Climate Change in Africa
A race against time
Al-Hamdou Dorsouma works as Manager for Climate and Green Growth Division within the Climate Change and Green Growth Department of the African Development Bank, managing a team of Climate Change and Growth Officers and leading Bank’s efforts on climate change in Africa, building climate resilience and low carbon opportunities into Bank’s investments, and supporting Bank’s engagement with the United Nations Framework Convention on Climate Change (UNFCCC) and supporting Africa’s negotiation process. Mr. Dorsouma is also the Officer-In-Charge of the Bank’s Climate Finance Division, leading Bank’s climate finance initiatives, including the Green Climate Fund. His academic background is Geography and Environmental Management.

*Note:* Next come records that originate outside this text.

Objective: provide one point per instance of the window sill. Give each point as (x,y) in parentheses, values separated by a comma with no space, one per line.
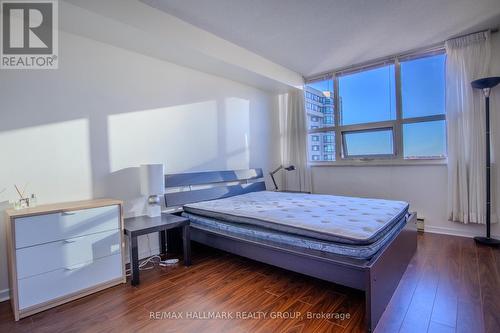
(361,163)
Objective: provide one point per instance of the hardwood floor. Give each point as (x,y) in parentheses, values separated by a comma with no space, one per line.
(451,285)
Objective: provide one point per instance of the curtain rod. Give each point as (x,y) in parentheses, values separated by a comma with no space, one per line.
(378,61)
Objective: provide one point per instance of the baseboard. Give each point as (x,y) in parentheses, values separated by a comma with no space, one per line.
(4,295)
(453,232)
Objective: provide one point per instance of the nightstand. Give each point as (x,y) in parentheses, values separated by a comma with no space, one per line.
(143,225)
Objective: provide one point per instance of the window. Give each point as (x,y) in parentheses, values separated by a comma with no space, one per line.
(391,110)
(367,96)
(423,99)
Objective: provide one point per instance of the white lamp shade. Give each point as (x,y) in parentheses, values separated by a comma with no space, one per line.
(152,179)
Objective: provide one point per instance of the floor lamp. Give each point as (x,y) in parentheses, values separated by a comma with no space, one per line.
(485,85)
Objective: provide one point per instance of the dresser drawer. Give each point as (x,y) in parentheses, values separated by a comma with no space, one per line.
(47,257)
(40,229)
(63,282)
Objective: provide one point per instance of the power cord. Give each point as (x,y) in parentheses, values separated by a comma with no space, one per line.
(143,265)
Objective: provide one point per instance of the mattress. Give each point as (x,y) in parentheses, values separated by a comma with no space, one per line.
(330,218)
(294,242)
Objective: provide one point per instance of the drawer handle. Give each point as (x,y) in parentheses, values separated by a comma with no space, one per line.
(72,268)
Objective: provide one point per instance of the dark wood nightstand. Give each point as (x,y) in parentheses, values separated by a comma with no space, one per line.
(142,225)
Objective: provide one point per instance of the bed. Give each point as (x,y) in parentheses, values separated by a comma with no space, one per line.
(361,243)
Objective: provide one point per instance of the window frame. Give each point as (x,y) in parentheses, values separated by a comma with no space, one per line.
(397,124)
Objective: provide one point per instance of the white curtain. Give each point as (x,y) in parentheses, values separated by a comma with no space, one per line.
(293,129)
(468,58)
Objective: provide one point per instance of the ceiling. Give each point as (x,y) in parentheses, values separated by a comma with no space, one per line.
(314,36)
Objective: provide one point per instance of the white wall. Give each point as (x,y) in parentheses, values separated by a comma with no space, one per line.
(424,187)
(81,131)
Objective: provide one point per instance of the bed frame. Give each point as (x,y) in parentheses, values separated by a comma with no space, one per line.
(378,277)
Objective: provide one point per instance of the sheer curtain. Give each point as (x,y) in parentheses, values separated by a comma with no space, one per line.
(468,58)
(293,128)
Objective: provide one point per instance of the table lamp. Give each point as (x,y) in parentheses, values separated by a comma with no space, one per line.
(152,186)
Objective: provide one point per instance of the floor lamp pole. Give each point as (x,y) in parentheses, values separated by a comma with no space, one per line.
(488,169)
(485,85)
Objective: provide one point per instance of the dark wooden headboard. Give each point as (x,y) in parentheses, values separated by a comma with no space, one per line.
(193,186)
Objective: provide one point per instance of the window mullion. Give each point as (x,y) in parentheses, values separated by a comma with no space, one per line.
(398,128)
(336,111)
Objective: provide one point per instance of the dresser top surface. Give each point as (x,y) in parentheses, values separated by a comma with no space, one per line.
(61,207)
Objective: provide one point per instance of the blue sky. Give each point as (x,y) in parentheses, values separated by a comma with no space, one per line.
(370,96)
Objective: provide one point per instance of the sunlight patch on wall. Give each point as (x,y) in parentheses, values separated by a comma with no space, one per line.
(237,113)
(182,137)
(54,160)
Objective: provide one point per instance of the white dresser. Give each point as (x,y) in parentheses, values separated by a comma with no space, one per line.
(61,252)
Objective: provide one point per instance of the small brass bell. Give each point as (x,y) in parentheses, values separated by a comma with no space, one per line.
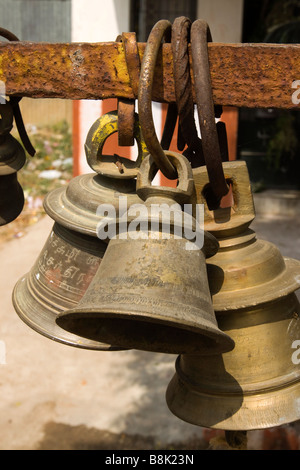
(12,159)
(73,252)
(256,385)
(151,292)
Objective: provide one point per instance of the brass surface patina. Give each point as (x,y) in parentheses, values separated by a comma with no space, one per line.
(256,385)
(151,293)
(73,251)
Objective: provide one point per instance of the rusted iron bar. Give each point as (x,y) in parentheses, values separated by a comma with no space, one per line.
(243,75)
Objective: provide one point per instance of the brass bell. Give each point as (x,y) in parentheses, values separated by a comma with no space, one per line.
(256,385)
(73,252)
(12,159)
(151,291)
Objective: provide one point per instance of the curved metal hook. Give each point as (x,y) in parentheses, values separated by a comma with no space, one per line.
(162,29)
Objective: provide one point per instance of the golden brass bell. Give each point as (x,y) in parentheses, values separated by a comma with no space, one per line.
(72,252)
(257,384)
(151,291)
(12,159)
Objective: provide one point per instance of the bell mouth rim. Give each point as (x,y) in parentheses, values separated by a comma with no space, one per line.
(279,287)
(185,404)
(220,341)
(34,322)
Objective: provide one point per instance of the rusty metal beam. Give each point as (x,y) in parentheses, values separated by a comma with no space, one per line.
(243,75)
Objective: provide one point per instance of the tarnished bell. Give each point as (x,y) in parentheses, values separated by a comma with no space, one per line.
(257,384)
(151,292)
(72,252)
(12,159)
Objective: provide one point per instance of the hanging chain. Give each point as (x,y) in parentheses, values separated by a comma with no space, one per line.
(200,36)
(187,131)
(162,29)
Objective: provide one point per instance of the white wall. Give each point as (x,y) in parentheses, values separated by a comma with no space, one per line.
(224,17)
(95,21)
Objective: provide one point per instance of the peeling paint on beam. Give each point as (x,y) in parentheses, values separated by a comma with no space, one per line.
(243,75)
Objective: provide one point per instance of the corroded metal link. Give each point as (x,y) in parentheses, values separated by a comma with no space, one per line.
(162,29)
(183,90)
(200,36)
(132,60)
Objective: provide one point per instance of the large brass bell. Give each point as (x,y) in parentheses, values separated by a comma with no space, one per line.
(151,292)
(257,384)
(73,252)
(12,159)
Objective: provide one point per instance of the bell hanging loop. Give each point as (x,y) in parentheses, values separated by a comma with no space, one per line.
(12,159)
(160,30)
(200,36)
(73,251)
(256,385)
(151,292)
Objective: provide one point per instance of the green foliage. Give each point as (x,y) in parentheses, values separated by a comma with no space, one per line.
(53,145)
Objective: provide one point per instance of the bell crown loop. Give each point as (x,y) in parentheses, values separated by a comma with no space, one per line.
(184,189)
(112,165)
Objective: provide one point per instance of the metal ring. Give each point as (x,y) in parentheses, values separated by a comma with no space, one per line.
(200,36)
(183,89)
(15,103)
(112,165)
(161,29)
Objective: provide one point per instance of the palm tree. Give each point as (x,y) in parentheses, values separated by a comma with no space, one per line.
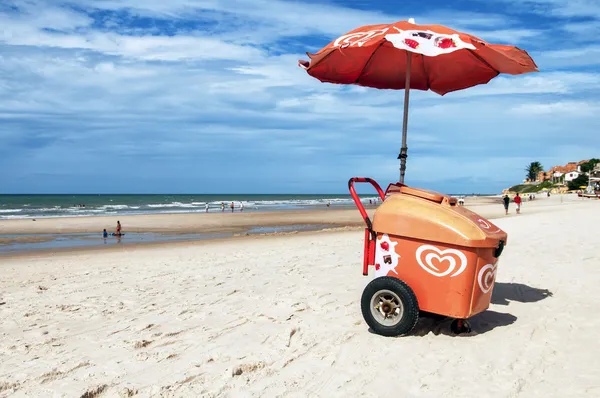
(533,169)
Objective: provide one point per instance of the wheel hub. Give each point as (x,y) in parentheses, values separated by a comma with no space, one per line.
(387,308)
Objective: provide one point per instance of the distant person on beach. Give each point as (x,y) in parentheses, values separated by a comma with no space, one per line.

Climate diplomacy is the process of advocating for actions to respond to climate change in diplomatic dialogues, public diplomacy, and policy instruments, and of contributing to public awareness about climate actions needed to effect change. What role does climate diplomacy play in ensuring effective climate actions around the globe?
In December 2015, in view of the need to keep the increase in global average temperature below 2 ° C or 1.5 ° C, the international community adopted the Paris Agreement on Climate Change. The Agreement is historic, because for the first time it brings developed and developing countries together around a common goal of long-term climate action through countries’ planned contributions, known as Intended Nationally Determined Contributions (INDCs).
In light of the urgency to limit the increase in global average temperature below 2 degrees Celsius, members of the international community are negotiating a new and binding climate change agreement. While the exact form and scope of the new agreement is still open to negotiation, developed and developing countries were invited to prepare their Intended Nationally Determined Contributions (INDCs) for the post-2020 period.